Monday, December 15, 2008
"I Hate Syria" Is Not a Political Platform

But in Lebanon these elusive platforms are all but missing from the political debate. And with our multi-party cabinet taking almost all its decisions unanimously, it is hard to see why we should vote for one party over another. Yesterday was the first time we saw a real disagreement in the cabinet over appointing the head of the election campaign supervisory committee. Al-Nahar reported that the opposition used its veto for the first time. (By the way this is simply not true. The question at hand was not one that opposition were allowed to veto: their veto only applies to decisions on "basic national matters," and the real reason the opposition's opposition influenced the final decision was that President Suleiman did not call for a vote until the opposition was satisfied (way to be neutral Mr. President)).
In any case, currently the choice of head for the election campaign supervisory committee is all we really have to go by when choosing who to vote for this year... Well, that and how much they like Syria.

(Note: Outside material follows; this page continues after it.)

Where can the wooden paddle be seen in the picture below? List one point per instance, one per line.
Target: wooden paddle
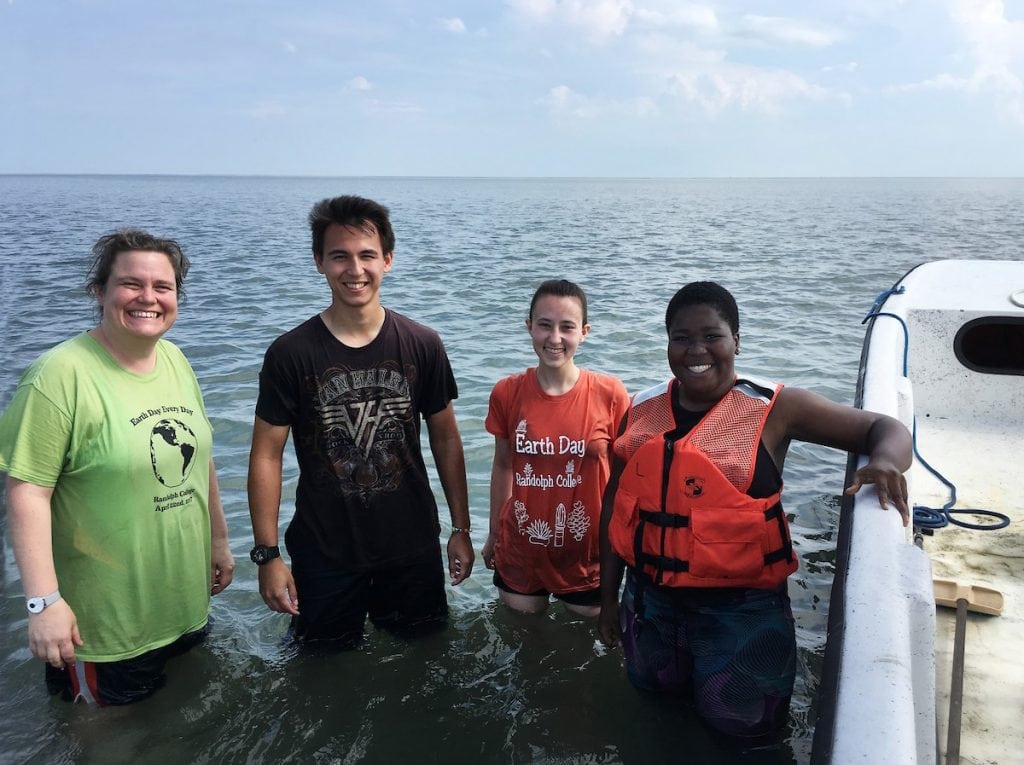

In fact, the Syria factor seems to be the core of the election campaign on both sides. With Jumblatt essentially telling us to vote for him or Ghazi Kanaan will come and eat our children at night, and Aoun going around telling us to vote for him so he can make love to Bashar Al-Asad more effectively, I wonder how the average non-affiliated Lebanese will be able to make a decision (if such a person exists at all).
But it's not completely hopeless, every once in a while we do hear some concrete ideas. Michel Aoun recently proposed a national defense strategy whereby resistance elements will be placed in villages and towns all over Lebanon creating something of a national militia, similar to Hezbollah's method, but nation-wide. I frankly think this is a terrible idea simply because I don't trust the Lebanese with weapon caches in their villages.
And just yesterday Aoun's arch-nemesis Geagea also teased us with a vague reference to his own national defense strategy that he intends to present at the next dialogue meeting. He makes an obscure reference to some strategy based on historic precedent namely, the case of Switzerland during World War II and how it managed to avoid attack. Great! Now as soon as Geagea clears his strategy up we will have two solutions to the same problem and we can vote based on whichever of these makes more sense to us...
Right?... Not exactly. From what I understand, the Swiss defense strategy is one of a nation-wide militia with every male citizen between the ages of 19 and 31 keeping a military rifle in their homes, ready to mobilize at a moment's notice. So is this what Geagea is gonna propose? (It's either that or that Lebanon should keep making economic concessions to our enemies and allow our banks to store Nazi gold, which is the only other reason why Switzerland wasn't attacked during the war.) But if this IS what he will propose, to me it sounds painfully similar to Aoun's proposal of a nation-wide Hezbollah-style defense militia.
So even on the most divisive issue, these two arch-enemies seem unable to present significantly different proposals to allow for decent electoral decision making. The only thing more depressing than that is that even with such similar initial proposals, the two sides will probably never agree.
So where does that leave us? Well it leaves us with an easy approach to decide who to vote for: grab the nearest picture of Bashar Al-Assad you can find, stare at it for a moment, if you suddenly feel afraid, angry, nauseous or generally uneasy, then you're better off voting for March 14, otherwise you might find it more suitable to vote for the Tayyar-Hezbollah group.